Hitradio Ö3
- Austria;
- Broadcast area: Austria Italy (South Tyrol)
- Frequencies: FM: 87.9 – 103.9 MHz, DVB-S, DVB-C, Internet, DAB+ (South Tyrol only)
- RDS: OE 3

Programming
- Language: German
- Format: Adult contemporary, news, entertainment

Ownership
- Owner: ORF
- Sister stations: Ö1, FM4

History
- First air date: 1 October 1967; 58 years ago

Technical information
- Licensing authority: RTR
- ERP: >750 kW (combined)

Links
- Webcast: Web Stream
- Website: oe3.orf.at

= Hitradio Ö3 =

Hitradio Ö3 is one of the nationwide radio stations of Austria's public broadcaster ORF. The format focuses, since a reform in the late 1990s almost exclusively, on contemporary hit radio, specialising in pop music and chart hits from the 1980s to the present. Ö3 has by far the biggest audience share (averaging 31%) of all Austrian radio stations.

==History==
The station was launched by the ORF broadcaster on 1 October 1967 to a new numbered system, together with the classical music station Österreich 1 and the local radios of the Ö2 group, following a 1964 national referendum against the alignment of the public broadcasting service on the Austrian political Proporz system. The journalist and radio host Ernst Grissemann was commissioned to build up an entertainment station; he was supported by Frank Elstner, who had worked for Radio Luxembourg, and André Heller presenting the Musicbox avant-garde music journal. Grissemann served as programme director until 1979, known as "Mister Ö3".

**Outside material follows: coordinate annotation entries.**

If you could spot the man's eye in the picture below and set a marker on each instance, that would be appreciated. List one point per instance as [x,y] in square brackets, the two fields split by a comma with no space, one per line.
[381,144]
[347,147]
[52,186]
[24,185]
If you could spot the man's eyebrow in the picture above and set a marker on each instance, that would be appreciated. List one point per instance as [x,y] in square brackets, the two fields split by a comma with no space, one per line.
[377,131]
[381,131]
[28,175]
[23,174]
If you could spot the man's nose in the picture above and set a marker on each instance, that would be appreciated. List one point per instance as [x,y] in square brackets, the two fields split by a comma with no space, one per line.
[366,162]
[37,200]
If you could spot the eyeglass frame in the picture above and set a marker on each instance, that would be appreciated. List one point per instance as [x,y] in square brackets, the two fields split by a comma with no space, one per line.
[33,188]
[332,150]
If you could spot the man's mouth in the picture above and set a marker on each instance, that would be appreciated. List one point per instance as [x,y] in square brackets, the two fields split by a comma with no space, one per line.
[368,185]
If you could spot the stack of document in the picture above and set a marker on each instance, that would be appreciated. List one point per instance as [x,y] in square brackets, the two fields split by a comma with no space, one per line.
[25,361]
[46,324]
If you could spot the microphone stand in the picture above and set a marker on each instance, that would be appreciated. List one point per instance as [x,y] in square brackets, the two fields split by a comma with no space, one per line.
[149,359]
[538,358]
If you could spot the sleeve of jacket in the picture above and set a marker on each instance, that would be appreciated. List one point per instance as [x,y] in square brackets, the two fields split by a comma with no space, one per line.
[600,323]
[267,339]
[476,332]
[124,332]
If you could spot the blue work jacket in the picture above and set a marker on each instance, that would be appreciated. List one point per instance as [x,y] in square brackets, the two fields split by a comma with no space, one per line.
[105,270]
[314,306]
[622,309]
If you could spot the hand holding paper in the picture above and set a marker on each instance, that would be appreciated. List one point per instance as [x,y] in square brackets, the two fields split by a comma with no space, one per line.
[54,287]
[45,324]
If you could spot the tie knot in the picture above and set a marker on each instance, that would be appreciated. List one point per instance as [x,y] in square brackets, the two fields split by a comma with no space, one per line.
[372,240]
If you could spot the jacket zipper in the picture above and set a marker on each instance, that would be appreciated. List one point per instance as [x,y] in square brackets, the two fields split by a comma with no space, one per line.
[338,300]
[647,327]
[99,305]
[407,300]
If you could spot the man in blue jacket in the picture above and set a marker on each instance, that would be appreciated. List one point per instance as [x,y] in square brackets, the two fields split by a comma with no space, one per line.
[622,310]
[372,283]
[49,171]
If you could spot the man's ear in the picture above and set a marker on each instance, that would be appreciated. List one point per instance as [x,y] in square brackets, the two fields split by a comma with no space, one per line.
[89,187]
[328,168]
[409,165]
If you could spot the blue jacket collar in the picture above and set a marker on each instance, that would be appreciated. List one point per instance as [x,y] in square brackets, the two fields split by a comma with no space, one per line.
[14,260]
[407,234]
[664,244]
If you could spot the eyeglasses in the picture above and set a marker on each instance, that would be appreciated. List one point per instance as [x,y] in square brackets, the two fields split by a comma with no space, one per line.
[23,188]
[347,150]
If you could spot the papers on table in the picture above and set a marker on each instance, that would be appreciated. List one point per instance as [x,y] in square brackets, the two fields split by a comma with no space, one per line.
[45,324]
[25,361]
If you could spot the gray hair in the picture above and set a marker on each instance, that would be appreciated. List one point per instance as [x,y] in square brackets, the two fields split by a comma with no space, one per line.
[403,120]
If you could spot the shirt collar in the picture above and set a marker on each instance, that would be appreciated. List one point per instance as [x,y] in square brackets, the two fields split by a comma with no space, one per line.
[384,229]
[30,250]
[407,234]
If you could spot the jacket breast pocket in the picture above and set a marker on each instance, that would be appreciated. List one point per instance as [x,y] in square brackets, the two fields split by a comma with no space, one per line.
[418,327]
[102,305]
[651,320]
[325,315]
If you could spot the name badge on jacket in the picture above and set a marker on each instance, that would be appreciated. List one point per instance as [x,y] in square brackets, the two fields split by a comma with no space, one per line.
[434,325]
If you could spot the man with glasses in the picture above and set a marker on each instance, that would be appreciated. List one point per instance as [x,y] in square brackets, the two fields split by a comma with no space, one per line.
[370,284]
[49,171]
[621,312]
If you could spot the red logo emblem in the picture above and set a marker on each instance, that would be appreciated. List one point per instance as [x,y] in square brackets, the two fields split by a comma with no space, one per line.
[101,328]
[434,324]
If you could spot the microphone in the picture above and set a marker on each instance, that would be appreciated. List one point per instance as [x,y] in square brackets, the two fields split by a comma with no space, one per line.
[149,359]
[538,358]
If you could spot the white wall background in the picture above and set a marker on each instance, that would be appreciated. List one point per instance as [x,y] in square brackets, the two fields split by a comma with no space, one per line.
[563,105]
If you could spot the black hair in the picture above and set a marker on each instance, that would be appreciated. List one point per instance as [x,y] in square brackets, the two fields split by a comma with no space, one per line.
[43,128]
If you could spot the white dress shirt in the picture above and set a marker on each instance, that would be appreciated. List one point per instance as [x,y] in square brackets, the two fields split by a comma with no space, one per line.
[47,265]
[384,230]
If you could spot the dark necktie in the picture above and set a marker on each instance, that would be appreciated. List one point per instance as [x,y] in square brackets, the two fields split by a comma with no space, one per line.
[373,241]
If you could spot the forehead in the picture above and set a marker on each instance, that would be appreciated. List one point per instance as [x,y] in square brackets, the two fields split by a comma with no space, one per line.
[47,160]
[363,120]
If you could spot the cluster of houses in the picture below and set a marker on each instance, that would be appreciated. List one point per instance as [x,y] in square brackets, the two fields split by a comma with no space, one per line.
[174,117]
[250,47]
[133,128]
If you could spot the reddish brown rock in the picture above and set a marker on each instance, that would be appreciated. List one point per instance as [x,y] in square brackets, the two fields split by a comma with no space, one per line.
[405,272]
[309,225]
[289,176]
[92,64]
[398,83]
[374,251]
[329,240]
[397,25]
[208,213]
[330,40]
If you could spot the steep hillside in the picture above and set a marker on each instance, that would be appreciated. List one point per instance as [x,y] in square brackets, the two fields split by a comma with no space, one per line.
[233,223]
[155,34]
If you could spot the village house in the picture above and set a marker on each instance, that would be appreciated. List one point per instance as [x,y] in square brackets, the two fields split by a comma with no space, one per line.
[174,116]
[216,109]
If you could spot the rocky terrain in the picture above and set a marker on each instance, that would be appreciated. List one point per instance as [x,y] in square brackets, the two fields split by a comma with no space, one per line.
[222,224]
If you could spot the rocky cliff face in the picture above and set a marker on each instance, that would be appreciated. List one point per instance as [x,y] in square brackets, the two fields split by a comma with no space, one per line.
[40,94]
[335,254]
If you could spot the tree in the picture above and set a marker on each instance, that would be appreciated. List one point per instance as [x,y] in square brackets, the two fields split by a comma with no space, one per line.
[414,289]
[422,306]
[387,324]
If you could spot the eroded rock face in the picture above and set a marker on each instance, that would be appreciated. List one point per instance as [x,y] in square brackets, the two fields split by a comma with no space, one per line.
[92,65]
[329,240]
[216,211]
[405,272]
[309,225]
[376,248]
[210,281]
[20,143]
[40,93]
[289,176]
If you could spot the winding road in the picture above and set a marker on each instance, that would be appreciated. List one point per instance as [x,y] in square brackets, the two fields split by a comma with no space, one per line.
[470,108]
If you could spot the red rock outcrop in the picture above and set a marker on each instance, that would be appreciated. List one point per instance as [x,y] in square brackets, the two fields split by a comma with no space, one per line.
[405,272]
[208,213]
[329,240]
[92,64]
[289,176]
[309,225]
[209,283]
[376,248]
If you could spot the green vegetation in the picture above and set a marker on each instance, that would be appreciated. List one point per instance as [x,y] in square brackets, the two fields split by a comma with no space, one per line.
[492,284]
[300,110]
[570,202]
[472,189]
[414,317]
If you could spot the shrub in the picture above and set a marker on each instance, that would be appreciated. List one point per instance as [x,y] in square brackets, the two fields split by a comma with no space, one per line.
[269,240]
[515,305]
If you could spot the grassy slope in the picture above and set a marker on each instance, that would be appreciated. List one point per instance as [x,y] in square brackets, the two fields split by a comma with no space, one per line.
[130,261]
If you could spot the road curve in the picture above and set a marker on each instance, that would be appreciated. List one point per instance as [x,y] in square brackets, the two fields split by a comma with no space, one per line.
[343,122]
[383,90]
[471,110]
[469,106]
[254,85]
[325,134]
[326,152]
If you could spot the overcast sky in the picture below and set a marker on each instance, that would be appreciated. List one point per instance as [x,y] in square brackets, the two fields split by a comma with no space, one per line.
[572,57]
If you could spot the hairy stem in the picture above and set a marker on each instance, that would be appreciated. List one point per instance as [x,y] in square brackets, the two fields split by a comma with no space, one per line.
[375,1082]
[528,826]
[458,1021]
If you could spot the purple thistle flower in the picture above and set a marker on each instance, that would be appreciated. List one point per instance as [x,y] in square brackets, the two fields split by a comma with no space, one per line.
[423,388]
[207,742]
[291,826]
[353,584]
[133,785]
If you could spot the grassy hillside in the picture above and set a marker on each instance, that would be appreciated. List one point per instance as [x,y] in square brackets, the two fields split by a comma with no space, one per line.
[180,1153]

A 24-hour programme was introduced in 1977, including hourly news broadcasts, weather forecasts, and traffic news in co-operation with the public ASFiNAG transport company. In the 1980s the popular Ö3-Wecker morning show was also aired by the German Sender Freies Berlin broadcaster.

Unlike the present-day format radio programme, the Ö3 schedules initially comprised alternative genres and many specialist music shows, with radio hosts like satirists Gerhard Bronner and Stermann & Grissemann, singer-songwriter Ludwig Hirsch or theatre director Axel Corti. While Schlager music was proscribed, the station played a vital role in promoting German-language Austropop tunes. Since a reorganization of ORF's radio channels in 1996, shortly before the introduction in Austria of private commercial radio, alternative programmes have been moved to Ö1 or the newly established FM4 young-adult radio station.

==Operation==
Since 1997, Ö3 has broadcast from a large office floor in the Heiligenstadt district of Vienna. Transmissions include the survey of the Austrian record charts, since 1967 presented by the weekly Austria Top 40 programme. Current renowned presenters include Andi Knoll, Katharina Bellowitsch and Philipp Hansa. Band contests like Ö3-Soundcheck promoted the career of Austrian music groups such as SheSays, Luttenberger*Klug, Mondscheiner, and Excuse Me Moses. The station participates in the annual Donauinselfest music festival, the Licht ins Dunkel telethon and co-operates with the Austrian Red Cross.

Ö3 On-Screen-Design 2008

The station also broadcasts via satellite television, with a display showing the previous, current and upcoming tracks, the time and other information such as traffic reports. The station's website provides latest reports and information, record charts, a studio webcam, streaming audio, and a daily playlist reaching back to 2009. Several broadcasts are available as podcasts.

Ö3 was for a long time the only ORF station permitted to broadcast commercials, and it remains the station with the largest reach and amount of advertising time per day, more than all private radio stations together. For this reason it is often called "ORF's cash cow".